La Cumbre de las Américas fue un invento
del entonces presidente Bill Clinton, en una época de apogeo de la teoría
neoliberal en Latinoamérica y cuando Washington creía que el dólar terminaría
imponiéndose como moneda de uso en la región y la etapa de desacuerdos,
rencillas, odios y guerrillas en su traspatio del sur había quedado atrás. Para la primera no solo
no se invitó al Gobierno cubano sino que se celebró en Miami. Con estas cumbres
se pensó lograr objetivos muy distintos no solo a otro evento similar, la
Cumbre Iberoamericana, sino a las reuniones de la OEA. Con el tiempo una
realidad distinta fue imponiéndose. Llegó Chávez y comenzó a influir
decisivamente en la región gracias a los petrodólares (esos mismos de los que
ahora carece Venezuela). Con objetivos loables y no tan loables los países
latinoamericanos comenzaron a tener una participación más destaca y a no
limitarse al papel de sucursales comerciales de EEUU que pretendió Clinton.

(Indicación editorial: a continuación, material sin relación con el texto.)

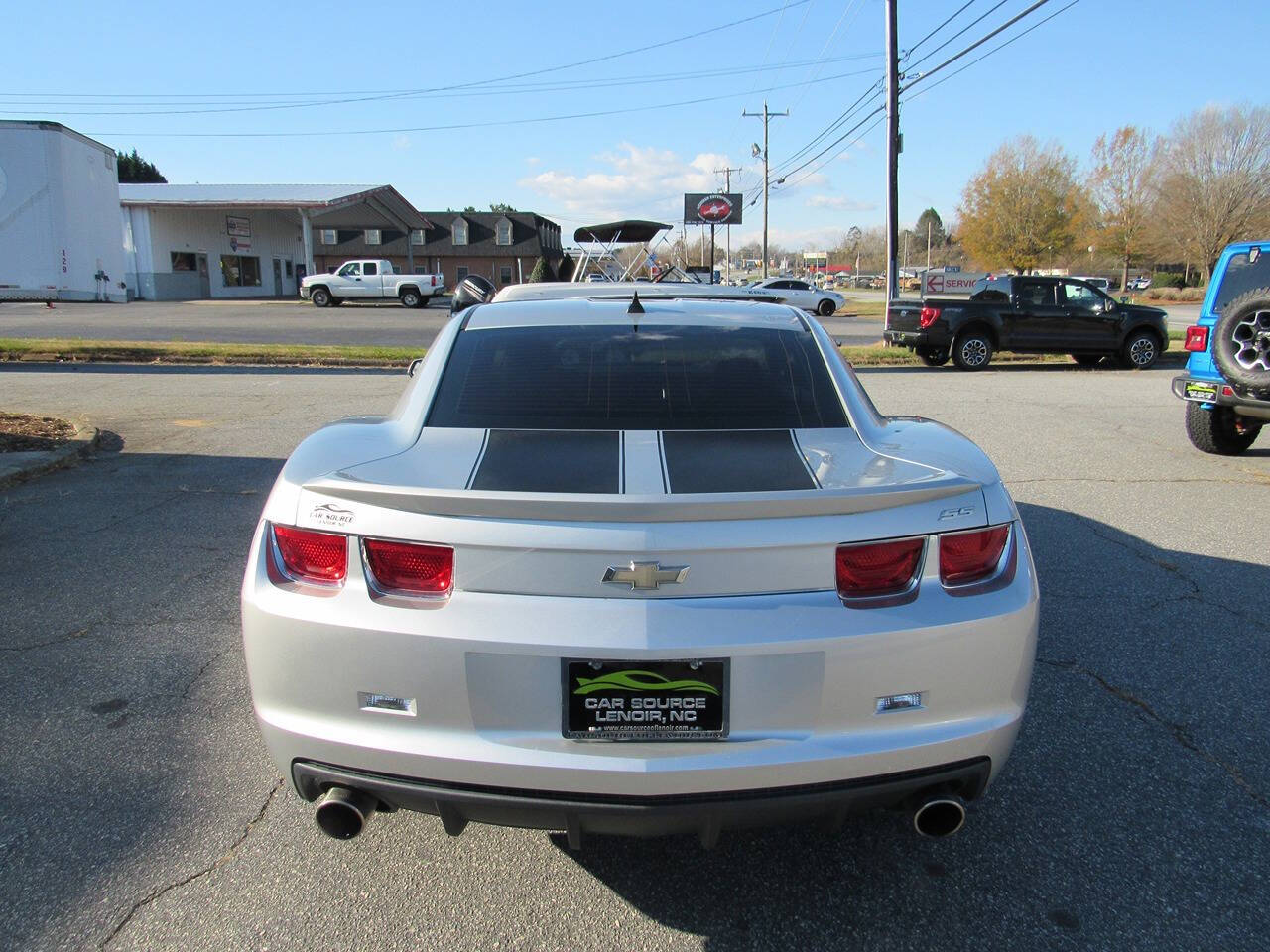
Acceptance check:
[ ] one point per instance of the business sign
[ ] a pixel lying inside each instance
(711, 208)
(940, 282)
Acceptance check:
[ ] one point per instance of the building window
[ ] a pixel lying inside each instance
(240, 271)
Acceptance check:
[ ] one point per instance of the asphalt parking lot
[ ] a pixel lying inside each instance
(141, 811)
(276, 322)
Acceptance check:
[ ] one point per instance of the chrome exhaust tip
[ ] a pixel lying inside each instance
(343, 812)
(940, 816)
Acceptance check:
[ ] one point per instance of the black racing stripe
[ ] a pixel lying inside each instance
(550, 461)
(734, 461)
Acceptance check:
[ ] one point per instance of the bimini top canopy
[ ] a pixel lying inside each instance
(620, 231)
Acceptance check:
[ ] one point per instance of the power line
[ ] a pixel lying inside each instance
(913, 48)
(1000, 46)
(979, 42)
(310, 134)
(975, 22)
(535, 87)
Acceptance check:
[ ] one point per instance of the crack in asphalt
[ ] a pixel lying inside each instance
(225, 857)
(1179, 731)
(1197, 590)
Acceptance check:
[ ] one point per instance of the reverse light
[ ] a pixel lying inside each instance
(409, 567)
(970, 556)
(314, 557)
(874, 569)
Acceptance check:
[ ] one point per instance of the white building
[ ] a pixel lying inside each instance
(59, 214)
(193, 241)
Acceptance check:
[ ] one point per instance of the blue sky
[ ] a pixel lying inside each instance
(1098, 64)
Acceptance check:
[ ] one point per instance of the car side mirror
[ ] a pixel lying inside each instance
(472, 290)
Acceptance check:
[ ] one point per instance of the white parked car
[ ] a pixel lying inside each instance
(370, 280)
(803, 295)
(638, 566)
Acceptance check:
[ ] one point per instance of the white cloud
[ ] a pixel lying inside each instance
(629, 181)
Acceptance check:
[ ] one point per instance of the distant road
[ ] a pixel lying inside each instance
(273, 322)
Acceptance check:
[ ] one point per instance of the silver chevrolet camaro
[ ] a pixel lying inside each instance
(638, 566)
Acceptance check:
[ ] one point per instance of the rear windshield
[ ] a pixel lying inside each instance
(616, 377)
(1243, 273)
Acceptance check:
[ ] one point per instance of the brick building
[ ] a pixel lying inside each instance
(500, 246)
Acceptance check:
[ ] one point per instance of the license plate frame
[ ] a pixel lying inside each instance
(633, 690)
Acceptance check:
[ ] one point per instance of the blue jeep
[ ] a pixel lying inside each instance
(1227, 380)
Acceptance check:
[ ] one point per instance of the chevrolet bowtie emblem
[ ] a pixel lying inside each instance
(647, 575)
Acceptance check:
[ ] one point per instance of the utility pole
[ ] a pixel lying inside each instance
(894, 144)
(726, 186)
(766, 116)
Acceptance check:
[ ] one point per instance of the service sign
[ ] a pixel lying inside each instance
(711, 208)
(939, 282)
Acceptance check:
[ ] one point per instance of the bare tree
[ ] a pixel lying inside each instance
(1121, 184)
(1214, 181)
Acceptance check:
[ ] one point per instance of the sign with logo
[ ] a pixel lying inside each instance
(940, 282)
(645, 699)
(711, 208)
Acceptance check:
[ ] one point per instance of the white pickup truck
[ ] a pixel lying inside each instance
(370, 280)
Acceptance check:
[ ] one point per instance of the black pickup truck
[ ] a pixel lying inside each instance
(1028, 313)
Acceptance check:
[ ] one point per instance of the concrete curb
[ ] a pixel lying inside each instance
(19, 467)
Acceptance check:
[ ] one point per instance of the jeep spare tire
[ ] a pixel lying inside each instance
(1241, 340)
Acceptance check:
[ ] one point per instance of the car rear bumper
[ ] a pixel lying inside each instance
(703, 815)
(484, 675)
(917, 338)
(1216, 393)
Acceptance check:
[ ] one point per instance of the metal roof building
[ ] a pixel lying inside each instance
(250, 240)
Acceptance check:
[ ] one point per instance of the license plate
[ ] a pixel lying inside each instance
(645, 699)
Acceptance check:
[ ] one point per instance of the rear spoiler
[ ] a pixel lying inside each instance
(686, 507)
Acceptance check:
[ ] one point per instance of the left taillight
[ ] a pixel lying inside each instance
(1197, 338)
(878, 569)
(411, 567)
(308, 556)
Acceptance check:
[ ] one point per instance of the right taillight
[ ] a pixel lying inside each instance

Cuba comenzó a participar y lo que a partir de entonces empezó a cuestionarse
fue el papel de Washington. Una y otra vez la prensa especuló y dedicó espacio
a esa especie de juego de los espejos de si aquel o el otro topaban en un
pasillo, se miraban a los ojos, se daban la mano. Pura tontería a los efectos
reales. Ningún mandatario o canciller de EEUU se libró de ello, de Bush a
Hillary Clinton. En la pasada reunión, en el exilio se alzaron las voces de si
el presidente Barack Obama debía asistir si participaba Raúl Castro. Confieso
que no me vi libre de entrar en el juego y escribí una columna en el Nuevo Herald en la que expresaba que
Obama no debía reunirse con Castro mientras Gross estuviera preso (algo de lo
cual, por otra parte, no me arrepiento. Entró Donald Trump a la Casa Blanca y
nadie en Miami alzó la voz rechazando que ambos participaran en el mismo
evento. Temo que tal silencio no obedeciera a un signo de madurez política sino
al pecado de la complicidad, en este caso gratuita. Trump encontró un pretexto
—plausible según sus seguidores— para no ir a un sitio al cual nunca tuvo ni el
más puto interés en asistir, y más sin contar con Tillerson y Shannon en el
Departamento de Estado, y decidió enviar a Pence. Una decisión que casi aplaudo
por un afán de aburrimiento y porque pone fin a tanta especulación idiota tras
la cual latía el añorado encuentro en que Trump decidiera sacarle la lengua a
Castro en cualquier pasillo (soñar con lo contrario en puro delirio). Aparece
ahora que el senador Marco Rubio va a asistir —oportuno como siempre— y poco ha
faltado para que en Miami tiren fuegos artificiales. No entiendo bien el papel de un legislador en un evento de dignatarios y burócratas del poder ejecutivo, pero ello es parte de mis deficiencias características. De mi parte, no dejo de
lamentar que La Habana no hubiera adoptado una posición más acorde y enviado al
segundo secretario del Partido Comunista de Cuba. Una supuesta reunión entre
Machado Ventura y Pence hubiera sido algo así como un capítulo olvidado de la Divina Comedia.